LiAngelo Ball might want to freshen up on his Mandarin, because he could be in China for a while.
The UCLA freshman guard was among three Bruins arrested Tuesday in China for allegedly robbing a Louis Vuitton store. And if convicted, Ball, Cody Riley and Jalen Hill could serve between three and 10 years in prison, Yahoo Sports’ Dan Wetzel reported Wednesday, citing Chinese lawyers.
UCLA and Georgia Tech are scheduled to open their respective seasons Friday by squaring off in the Pac-12 China Game. The three players reportedly were detained after both teams were questioned and, though they were released on bail Wednesday morning, now face a legal process that’s vastly different from what they’d encounter in the United States, according to Hong Kong based William Nee, who researches the Chinese court system for Amnesty International.
“Nee said it is not uncommon for a defendant to wait 30-37 days before being officially indicted,” Wetzel wrote. “Among those indicted, Chinese prosecutors enjoy a 99.2 percent conviction rate, according to Nee’s research.”
Now, the U.S. consulate working with Chinese authorities reportedly could expedite the process and get a quick resolution. And the case could be dropped to an “administration violation,” which is lower and carries lesser penalties than robbery.
But if the authorities have concrete evidence of any kind, then there might not be much negotiating for the consulate, UCLA or the players’ lawyers to do, Chinese attorney Wen Yu told Wetzel. Another important factor could be how conscientious local authorities are of public perception.
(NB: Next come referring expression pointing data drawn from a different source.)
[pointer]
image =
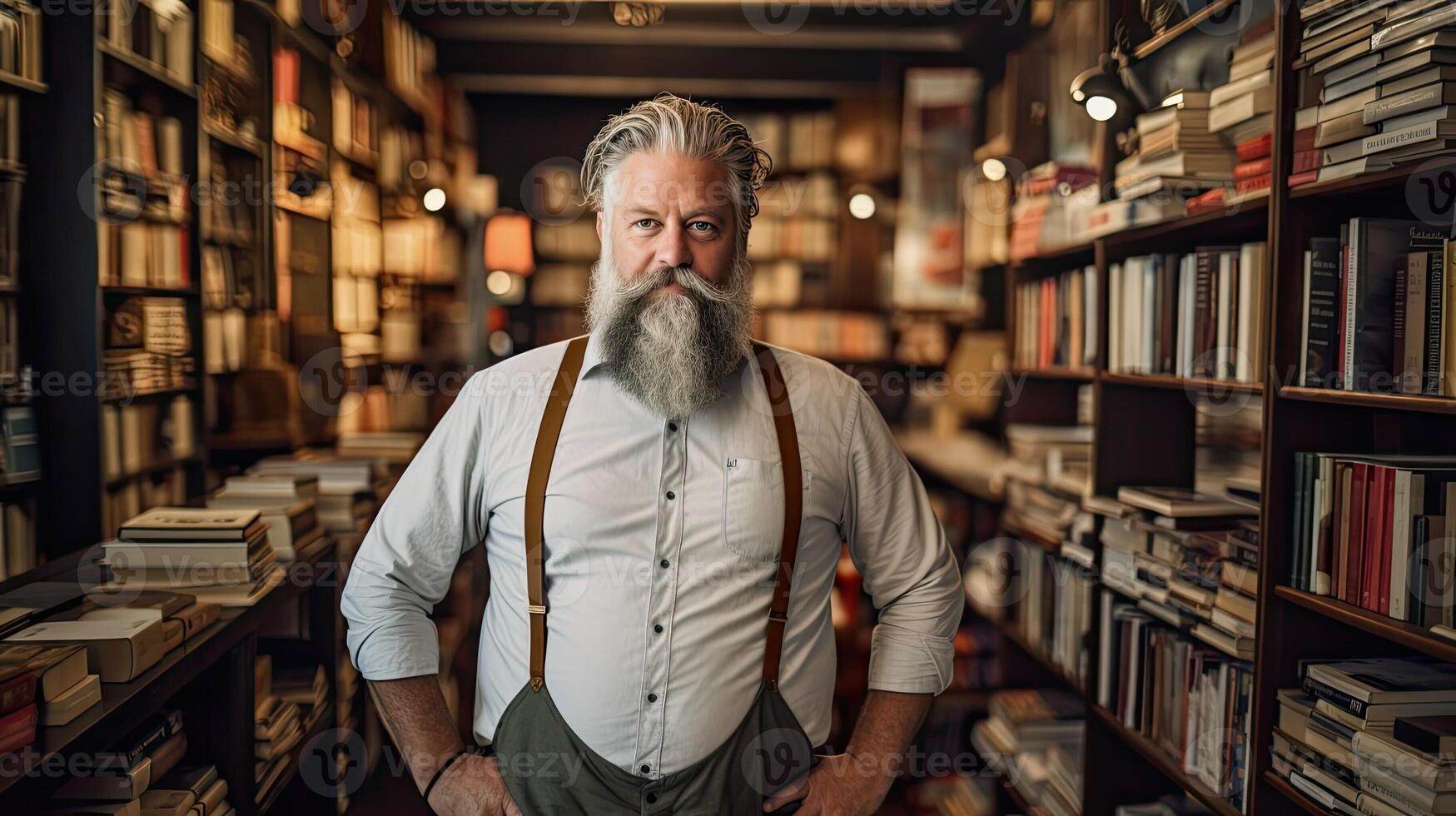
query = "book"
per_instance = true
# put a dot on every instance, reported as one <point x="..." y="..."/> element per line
<point x="117" y="650"/>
“The police will be very careful to handle this case at such a sensitive time,” Wen Yu told Wetzel. “Without instructions from above, they will not let the students out easily because the authorities want to prove foreigners are treated equally here.”
The players could help themselves significantly by admitting fault, owning up to their mistakes and returning the items they stole, Beijing-based attorney and Yale research fellow Jeremy Daum told Wetzel. Still, there are no guarantees.
So, while Ball’s father, the ever-controversial LaVar Ball, might think the situation “ain’t that big a deal,” there appears to be a very real chance he winds up eating those words.